A key flaw in the process appears to be that the Company’s explanation that it used the “Last-In-First-Out (LIFO)” principle to select the Claimant for retrenchment. The Company claimed that the Claimant was the most junior as he had commenced employment in March 2017. However, the Claimant had joined the Company from Newell, and the joint notice issued stated that his years of service which commenced from April 2016 would be recognised.

Therefore, the Court found that the Company had used the wrong service period, and that in disregarding the Claimant’s tenure with Newell had unfairly applied the LIFO principle. Applying the LIFO principle correctly would have meant that there were two other employees more junior than the Claimant. This meant that the Claimant was incorrectly selected for redundancy.

The Court also found that although there were two divisions within the Company — the Global Shared Services Division (a shared financial hub which oversees the Asia Pacific region) and the Commercial Division (which oversees sales in Malaysia) — no evidence was provided that any retrenchment was carried out in the Global Shared Services Division. In fact, the Company admitted that the Global Shared Services Division was expanding.

Further, the Court noted that even though the Company attempted to show that there was a cost reduction in 2017-2018, in the same period there were significant increases in director remuneration, which the Court said cast doubt on the Company’s cost-cutting efforts.

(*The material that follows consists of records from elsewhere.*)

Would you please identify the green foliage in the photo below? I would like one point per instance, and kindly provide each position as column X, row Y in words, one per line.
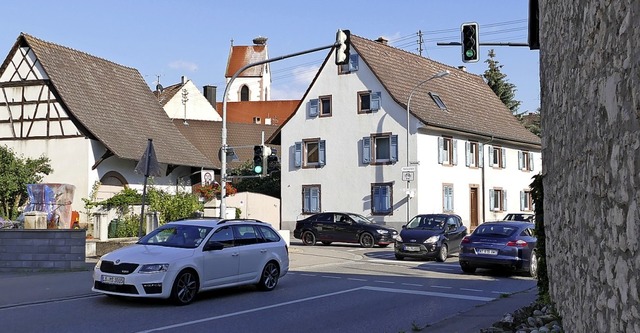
column 537, row 194
column 499, row 84
column 269, row 185
column 16, row 173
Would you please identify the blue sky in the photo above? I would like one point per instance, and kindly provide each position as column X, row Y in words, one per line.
column 192, row 37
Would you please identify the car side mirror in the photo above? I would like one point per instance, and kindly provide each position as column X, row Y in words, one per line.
column 213, row 246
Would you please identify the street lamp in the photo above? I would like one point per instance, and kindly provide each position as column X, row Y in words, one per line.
column 436, row 76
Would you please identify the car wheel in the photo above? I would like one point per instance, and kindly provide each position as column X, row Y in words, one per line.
column 308, row 238
column 467, row 268
column 366, row 240
column 185, row 287
column 270, row 277
column 533, row 265
column 443, row 254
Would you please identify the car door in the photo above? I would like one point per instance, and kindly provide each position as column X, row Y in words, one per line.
column 221, row 266
column 252, row 252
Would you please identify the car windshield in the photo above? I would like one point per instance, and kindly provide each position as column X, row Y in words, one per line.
column 495, row 230
column 427, row 222
column 360, row 219
column 176, row 235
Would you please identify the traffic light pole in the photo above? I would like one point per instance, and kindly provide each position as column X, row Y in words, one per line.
column 223, row 160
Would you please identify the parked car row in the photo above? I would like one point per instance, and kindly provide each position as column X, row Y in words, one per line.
column 508, row 244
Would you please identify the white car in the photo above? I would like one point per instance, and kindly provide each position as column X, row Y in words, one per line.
column 182, row 258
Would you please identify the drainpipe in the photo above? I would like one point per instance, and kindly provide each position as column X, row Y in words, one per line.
column 484, row 218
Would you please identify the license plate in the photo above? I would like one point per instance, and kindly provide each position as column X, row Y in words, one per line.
column 412, row 248
column 487, row 251
column 112, row 279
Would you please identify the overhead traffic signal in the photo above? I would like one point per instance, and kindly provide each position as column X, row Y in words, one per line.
column 343, row 44
column 470, row 42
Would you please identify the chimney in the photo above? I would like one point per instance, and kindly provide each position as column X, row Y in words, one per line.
column 209, row 93
column 382, row 40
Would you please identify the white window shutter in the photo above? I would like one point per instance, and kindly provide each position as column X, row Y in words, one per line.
column 321, row 153
column 297, row 158
column 467, row 149
column 394, row 148
column 366, row 150
column 440, row 150
column 313, row 108
column 374, row 103
column 455, row 151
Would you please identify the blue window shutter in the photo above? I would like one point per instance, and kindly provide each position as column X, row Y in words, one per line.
column 490, row 156
column 455, row 151
column 313, row 108
column 322, row 155
column 530, row 161
column 374, row 104
column 353, row 63
column 492, row 203
column 366, row 150
column 297, row 158
column 440, row 150
column 467, row 155
column 394, row 148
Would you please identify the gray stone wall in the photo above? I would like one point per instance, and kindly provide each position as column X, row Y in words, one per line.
column 590, row 106
column 42, row 250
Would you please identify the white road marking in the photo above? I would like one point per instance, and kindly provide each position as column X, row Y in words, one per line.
column 370, row 288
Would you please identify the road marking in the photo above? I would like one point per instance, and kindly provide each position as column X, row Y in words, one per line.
column 369, row 288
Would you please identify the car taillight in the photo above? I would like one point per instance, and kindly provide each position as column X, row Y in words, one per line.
column 518, row 243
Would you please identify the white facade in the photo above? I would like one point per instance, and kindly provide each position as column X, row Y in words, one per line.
column 345, row 181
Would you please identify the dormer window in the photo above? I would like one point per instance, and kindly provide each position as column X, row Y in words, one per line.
column 436, row 98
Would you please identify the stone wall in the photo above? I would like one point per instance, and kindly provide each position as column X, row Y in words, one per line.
column 42, row 250
column 590, row 106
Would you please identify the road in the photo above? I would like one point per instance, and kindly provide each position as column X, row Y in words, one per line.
column 337, row 288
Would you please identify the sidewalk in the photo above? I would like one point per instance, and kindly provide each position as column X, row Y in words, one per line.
column 482, row 317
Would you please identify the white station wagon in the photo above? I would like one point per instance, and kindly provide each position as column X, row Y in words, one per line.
column 182, row 258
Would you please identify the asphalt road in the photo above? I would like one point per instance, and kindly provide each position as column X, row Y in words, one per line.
column 337, row 288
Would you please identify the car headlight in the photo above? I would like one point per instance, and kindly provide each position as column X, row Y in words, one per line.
column 154, row 268
column 432, row 239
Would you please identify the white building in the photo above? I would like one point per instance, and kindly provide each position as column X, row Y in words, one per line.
column 346, row 147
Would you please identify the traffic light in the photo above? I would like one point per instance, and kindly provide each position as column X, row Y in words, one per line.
column 343, row 44
column 258, row 159
column 470, row 42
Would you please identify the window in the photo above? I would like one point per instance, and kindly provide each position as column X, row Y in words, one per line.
column 325, row 106
column 526, row 201
column 244, row 93
column 310, row 153
column 525, row 160
column 310, row 199
column 498, row 199
column 352, row 66
column 474, row 155
column 380, row 149
column 381, row 198
column 447, row 151
column 368, row 101
column 447, row 198
column 497, row 157
column 436, row 98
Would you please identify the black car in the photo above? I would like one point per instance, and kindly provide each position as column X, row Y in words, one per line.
column 430, row 236
column 331, row 227
column 501, row 244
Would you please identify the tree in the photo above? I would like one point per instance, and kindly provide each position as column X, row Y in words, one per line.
column 16, row 173
column 499, row 84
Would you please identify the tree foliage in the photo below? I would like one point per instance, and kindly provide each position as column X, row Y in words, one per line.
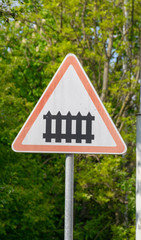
column 35, row 36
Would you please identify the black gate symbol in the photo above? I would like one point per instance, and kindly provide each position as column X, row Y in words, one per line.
column 68, row 135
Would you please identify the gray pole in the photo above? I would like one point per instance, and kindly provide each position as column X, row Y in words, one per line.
column 138, row 165
column 69, row 181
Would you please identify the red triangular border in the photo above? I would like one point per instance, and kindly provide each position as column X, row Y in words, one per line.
column 70, row 59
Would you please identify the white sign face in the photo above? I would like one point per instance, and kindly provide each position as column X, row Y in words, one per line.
column 69, row 117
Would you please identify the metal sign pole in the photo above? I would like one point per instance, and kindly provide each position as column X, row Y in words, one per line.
column 138, row 164
column 69, row 182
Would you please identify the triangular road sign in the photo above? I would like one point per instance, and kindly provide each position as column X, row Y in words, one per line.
column 69, row 117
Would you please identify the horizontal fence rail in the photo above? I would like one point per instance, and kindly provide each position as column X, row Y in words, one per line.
column 67, row 134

The Court concluded that the Claimant’s retrenchment was exercised in bad faith, and found that the Company failed to show any real or significant cost-cutting measures were taken to avoid the retrenchment. The Court cited the Industrial Court in Kilby Jacobs Atticus v Halliburton Business Service Sdn Bhd [2022] 3 ILR 281, where the Industrial Court Chairman said that “[an employer] has to show that it has taken positive steps ie, cost cutting measures to avert or minimise reductions of workforce and there was real necessity for the retrenchment”.

Although the Code of Conduct on Industrial Harmony does not have the force of law, the Court said that the Company should have sought guidance from the Code on the steps that should be taken before implementing a retrenchment exercise, and that the Court would take any compliance or non-compliance with the Code into account. The Court here found that the Company acted too hastily without taking any cost-cutting measures.

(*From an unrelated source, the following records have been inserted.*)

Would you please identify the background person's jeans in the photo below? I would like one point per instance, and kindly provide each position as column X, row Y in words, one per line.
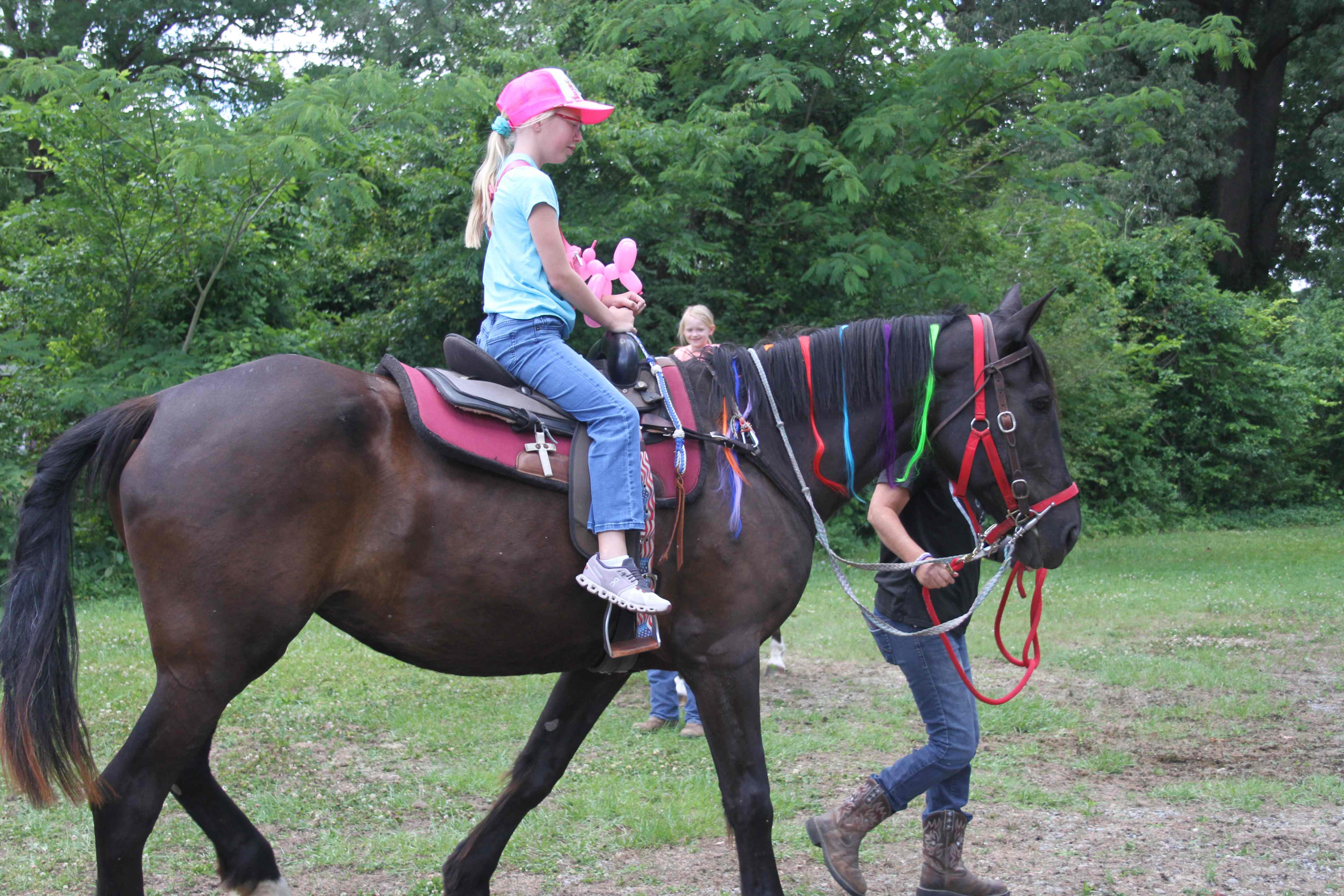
column 941, row 769
column 534, row 352
column 663, row 698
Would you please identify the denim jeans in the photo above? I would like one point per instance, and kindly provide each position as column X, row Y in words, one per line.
column 534, row 352
column 941, row 769
column 663, row 698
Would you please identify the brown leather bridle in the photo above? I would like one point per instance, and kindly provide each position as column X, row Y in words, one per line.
column 1015, row 489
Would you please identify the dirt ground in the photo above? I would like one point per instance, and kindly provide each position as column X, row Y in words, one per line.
column 1117, row 840
column 1120, row 841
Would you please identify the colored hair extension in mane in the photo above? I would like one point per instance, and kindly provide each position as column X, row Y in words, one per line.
column 805, row 344
column 844, row 402
column 921, row 434
column 730, row 475
column 889, row 414
column 878, row 361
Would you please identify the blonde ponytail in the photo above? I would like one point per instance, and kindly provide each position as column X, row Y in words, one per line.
column 480, row 217
column 496, row 151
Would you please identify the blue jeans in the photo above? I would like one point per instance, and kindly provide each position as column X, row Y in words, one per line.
column 663, row 698
column 534, row 352
column 941, row 769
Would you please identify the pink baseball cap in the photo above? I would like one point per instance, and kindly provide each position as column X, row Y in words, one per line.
column 542, row 90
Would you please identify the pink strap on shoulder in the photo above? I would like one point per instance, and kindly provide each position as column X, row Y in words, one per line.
column 517, row 163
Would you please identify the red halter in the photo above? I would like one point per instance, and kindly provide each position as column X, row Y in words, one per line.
column 1014, row 492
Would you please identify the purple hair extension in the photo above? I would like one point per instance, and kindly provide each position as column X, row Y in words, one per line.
column 889, row 422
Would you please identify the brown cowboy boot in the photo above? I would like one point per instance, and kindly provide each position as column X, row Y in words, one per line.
column 841, row 830
column 944, row 875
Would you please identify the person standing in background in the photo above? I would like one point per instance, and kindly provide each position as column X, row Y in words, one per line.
column 695, row 332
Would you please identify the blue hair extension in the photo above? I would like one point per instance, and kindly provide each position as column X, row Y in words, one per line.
column 844, row 405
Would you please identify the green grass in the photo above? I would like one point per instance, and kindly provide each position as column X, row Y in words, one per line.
column 359, row 765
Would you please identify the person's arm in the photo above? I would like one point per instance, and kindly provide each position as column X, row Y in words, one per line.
column 885, row 516
column 546, row 233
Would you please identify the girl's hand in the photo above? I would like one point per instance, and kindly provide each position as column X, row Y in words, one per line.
column 934, row 575
column 632, row 301
column 620, row 320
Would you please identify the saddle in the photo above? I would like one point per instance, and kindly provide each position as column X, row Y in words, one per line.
column 475, row 412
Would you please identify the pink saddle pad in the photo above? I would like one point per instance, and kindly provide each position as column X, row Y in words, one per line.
column 490, row 442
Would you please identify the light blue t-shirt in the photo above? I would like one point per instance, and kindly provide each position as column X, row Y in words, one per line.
column 514, row 277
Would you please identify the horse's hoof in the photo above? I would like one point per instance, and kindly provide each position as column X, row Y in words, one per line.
column 261, row 888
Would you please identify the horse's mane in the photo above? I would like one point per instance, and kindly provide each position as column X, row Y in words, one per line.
column 865, row 354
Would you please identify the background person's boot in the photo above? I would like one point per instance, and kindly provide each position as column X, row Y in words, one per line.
column 842, row 829
column 944, row 875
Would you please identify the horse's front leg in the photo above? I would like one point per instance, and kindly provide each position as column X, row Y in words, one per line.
column 730, row 708
column 574, row 707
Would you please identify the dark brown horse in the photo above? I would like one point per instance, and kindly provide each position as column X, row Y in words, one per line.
column 252, row 499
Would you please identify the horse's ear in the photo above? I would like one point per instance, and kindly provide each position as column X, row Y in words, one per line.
column 1011, row 303
column 1021, row 324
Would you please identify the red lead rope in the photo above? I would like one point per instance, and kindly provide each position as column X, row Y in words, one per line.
column 1030, row 650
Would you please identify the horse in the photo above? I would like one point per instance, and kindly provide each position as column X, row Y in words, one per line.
column 255, row 498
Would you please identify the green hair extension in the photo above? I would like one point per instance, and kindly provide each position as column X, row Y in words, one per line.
column 922, row 424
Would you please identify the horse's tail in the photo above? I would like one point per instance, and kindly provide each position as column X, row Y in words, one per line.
column 42, row 733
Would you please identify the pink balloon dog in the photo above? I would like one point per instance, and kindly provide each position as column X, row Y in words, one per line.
column 600, row 277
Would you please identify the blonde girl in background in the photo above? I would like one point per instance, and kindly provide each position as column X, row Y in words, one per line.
column 694, row 333
column 530, row 297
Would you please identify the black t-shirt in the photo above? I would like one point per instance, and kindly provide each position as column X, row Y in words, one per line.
column 937, row 525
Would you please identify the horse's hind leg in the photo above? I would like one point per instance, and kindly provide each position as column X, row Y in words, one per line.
column 246, row 861
column 574, row 707
column 730, row 707
column 170, row 746
column 175, row 727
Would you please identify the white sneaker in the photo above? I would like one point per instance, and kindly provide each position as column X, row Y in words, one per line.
column 623, row 586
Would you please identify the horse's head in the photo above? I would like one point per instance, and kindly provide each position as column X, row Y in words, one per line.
column 1021, row 414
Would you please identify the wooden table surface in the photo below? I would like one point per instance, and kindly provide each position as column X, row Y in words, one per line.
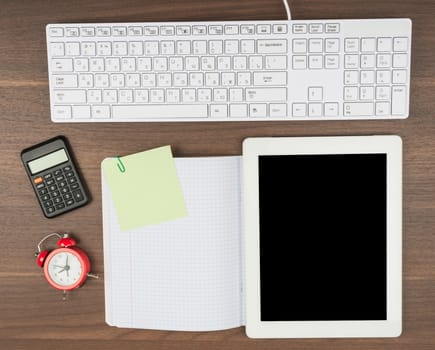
column 33, row 316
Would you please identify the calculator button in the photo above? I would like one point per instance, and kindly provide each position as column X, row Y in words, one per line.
column 48, row 204
column 43, row 191
column 38, row 180
column 78, row 195
column 50, row 210
column 72, row 180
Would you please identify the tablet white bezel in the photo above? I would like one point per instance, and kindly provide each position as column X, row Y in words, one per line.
column 252, row 149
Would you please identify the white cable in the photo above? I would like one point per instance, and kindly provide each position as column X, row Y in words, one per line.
column 287, row 9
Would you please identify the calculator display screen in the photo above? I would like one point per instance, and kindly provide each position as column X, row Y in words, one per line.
column 47, row 161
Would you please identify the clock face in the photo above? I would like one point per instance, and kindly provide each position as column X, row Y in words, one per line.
column 65, row 269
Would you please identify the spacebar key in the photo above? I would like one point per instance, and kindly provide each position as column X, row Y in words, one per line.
column 159, row 111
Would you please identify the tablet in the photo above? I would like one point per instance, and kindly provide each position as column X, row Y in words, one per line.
column 323, row 236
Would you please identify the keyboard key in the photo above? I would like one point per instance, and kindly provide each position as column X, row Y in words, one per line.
column 272, row 46
column 239, row 110
column 398, row 100
column 62, row 112
column 266, row 94
column 62, row 65
column 270, row 78
column 69, row 96
column 151, row 111
column 358, row 109
column 55, row 32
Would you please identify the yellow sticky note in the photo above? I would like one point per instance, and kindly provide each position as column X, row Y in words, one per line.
column 145, row 188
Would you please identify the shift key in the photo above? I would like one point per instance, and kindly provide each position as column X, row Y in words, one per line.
column 69, row 96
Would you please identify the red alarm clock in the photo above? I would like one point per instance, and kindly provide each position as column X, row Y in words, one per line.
column 66, row 267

The Claimant was awarded 24 months backwages (deducted 20% for post-dismissal earnings) and compensation in lieu of reinstatement of on month’s wages per year of service.


As can be seen from this case, and the many other previous cases where a retrenchment was deemed unfair, while the general legal position seems to favour the employer, in practice there are many potential mistakes and missteps.

I encourage employers to read my earlier article “Case Update: Court of Appeal sets out key legal principles for retrenchments”, and also remember the following key tips:

  1. The burden is on the company to prove that there was an actual redundancy. It is crucial that the company can provide evidence to support this (for example, if the company is using financial difficulties as a reason for retrenchment, there must be evidence of the financial difficulties as well as evidence of the financial savings obtained from the retrenchment).
  2. Once a redundancy is established, the company must use a fair and objective selection criteria to select the employees who will be retrenched. This does not have to be LIFO, but it is important that the company can show that the criteria was fair and objective. All assessments should be carefully documented.
  3. As the Court of Appeal has pointed out, while the Code of Conduct for Industrial Harmony does not have force of law, the Code “is still the gold standard by which a company’s action may be measured against to see if the whole exercise of retrenchment had been carried out bona fide and that every attempt had been made to explore alternatives before the termination on account of retrenchment”.